In answer to a "why" question, I have no problem just avoiding saying "because," but in other instances I am having trouble rewording. It doesn't help that I am translating a song, so I am trying to get the right amount of syllables as well!
In a phrase like, "you are wise because you sleep in a bed" (it's a lullaby) how might I avoid the because?
I thought about throwing a rhetorical question in the middle there, saying "why are you wise? You sleep in a bed." One does that frequently in American Sign Language. (Only there it would be more like: you are wise, why?

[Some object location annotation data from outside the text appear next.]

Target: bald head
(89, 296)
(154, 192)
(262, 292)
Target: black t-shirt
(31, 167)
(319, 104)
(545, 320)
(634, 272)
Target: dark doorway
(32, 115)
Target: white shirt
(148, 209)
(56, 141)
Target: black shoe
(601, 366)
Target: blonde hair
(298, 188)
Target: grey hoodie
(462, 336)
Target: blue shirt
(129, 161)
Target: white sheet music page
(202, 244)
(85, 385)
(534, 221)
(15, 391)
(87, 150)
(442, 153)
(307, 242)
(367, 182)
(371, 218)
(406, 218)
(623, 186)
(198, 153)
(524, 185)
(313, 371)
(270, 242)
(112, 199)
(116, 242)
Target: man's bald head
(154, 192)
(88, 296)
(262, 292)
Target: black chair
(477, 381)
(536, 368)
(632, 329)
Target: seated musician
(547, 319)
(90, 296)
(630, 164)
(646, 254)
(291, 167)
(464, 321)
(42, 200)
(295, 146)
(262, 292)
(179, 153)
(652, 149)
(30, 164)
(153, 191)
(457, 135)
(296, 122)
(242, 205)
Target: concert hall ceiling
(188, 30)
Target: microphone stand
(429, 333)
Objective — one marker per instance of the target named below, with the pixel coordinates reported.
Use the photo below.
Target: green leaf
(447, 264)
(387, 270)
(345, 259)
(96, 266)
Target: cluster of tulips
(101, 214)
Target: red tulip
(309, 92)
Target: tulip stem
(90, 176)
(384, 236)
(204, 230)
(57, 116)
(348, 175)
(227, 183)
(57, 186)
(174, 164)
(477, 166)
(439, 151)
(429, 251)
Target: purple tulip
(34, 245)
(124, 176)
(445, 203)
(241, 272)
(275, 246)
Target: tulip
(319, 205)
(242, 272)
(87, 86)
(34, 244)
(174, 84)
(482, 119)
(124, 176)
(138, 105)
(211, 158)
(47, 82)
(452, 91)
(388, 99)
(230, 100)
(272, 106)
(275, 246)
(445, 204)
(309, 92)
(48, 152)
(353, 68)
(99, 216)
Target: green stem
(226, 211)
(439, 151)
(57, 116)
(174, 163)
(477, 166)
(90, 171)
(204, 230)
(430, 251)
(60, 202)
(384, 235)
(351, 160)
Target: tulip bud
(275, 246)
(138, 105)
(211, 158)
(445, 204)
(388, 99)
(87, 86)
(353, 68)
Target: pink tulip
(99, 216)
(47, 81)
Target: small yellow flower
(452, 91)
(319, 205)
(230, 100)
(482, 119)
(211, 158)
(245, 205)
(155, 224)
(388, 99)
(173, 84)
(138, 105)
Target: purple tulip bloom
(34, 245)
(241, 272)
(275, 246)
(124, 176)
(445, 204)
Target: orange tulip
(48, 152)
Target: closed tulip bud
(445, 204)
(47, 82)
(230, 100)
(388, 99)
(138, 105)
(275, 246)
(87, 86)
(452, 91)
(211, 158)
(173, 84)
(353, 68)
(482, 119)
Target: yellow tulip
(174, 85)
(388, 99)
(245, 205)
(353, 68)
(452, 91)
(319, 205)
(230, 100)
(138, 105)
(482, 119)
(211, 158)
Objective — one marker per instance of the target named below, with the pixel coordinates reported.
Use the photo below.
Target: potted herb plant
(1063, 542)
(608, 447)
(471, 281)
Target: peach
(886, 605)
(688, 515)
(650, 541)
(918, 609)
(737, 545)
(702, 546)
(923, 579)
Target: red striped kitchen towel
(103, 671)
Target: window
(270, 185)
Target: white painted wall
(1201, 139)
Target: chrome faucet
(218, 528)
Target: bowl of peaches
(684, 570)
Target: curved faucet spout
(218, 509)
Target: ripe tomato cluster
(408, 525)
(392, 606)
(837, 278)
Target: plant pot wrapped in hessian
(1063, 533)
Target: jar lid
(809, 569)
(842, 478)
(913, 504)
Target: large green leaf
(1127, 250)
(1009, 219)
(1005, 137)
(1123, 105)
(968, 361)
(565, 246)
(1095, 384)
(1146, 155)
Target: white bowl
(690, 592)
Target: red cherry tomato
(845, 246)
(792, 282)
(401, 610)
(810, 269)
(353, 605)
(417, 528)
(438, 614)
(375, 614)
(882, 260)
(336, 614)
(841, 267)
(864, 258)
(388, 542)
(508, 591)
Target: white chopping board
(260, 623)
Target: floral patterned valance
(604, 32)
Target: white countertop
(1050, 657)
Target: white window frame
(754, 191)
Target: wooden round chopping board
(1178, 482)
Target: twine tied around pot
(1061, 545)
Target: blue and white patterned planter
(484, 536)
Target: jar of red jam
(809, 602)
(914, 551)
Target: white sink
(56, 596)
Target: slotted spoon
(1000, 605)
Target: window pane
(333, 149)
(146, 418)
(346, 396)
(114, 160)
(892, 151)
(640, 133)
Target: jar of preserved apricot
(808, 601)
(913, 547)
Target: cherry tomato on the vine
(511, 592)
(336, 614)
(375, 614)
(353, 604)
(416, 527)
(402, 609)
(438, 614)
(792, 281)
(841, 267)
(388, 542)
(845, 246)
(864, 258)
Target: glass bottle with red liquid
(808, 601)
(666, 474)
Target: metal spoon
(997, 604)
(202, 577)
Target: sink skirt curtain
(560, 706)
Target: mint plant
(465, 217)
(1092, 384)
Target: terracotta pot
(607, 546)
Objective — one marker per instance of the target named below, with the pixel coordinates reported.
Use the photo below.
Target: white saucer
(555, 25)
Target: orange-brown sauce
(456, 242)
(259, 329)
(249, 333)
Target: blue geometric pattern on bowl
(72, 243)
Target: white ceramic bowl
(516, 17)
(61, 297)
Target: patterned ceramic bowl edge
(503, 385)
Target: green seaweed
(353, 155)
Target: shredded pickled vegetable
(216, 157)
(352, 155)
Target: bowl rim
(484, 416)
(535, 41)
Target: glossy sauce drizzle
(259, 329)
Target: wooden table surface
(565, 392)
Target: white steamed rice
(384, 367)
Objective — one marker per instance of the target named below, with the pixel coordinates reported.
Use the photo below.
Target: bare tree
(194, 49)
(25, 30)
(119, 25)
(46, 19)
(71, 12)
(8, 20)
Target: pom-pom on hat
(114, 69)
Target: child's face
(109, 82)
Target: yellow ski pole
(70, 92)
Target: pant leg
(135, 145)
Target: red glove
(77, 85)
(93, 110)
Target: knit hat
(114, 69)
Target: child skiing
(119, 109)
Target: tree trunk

You sleep in a bed.)
An unavoidably longer makeshift substitute like i aphada/*echíla o "which follows from" +verbal noun (-ed/-ad/-adel, -ien/-ian) is something that could certainly be constructed from the existing material.
Depending on the situation, one might sometimes circumvent "because" by using a word meaning "when, as" (popular *îr vs. back-traceable *î(w) < CE *ī-se/?(i)ye-sĕ¹; *toe < CE *tā yā 'then as'), or simply by using the perfective participle (-iel, "having ..ed" ) as a contracted sentence — compare the similar use of -ando, -iendo in Spanish.
At least to an English-speaker, the possibility of rendering your phrase in Sindarin as "you are wise to sleep in [a] bed" probably comes to mind as well. I myself would rather use the rephrasing pattern "you sleep in [a] bed which tells you are wise/which tells of wisdom".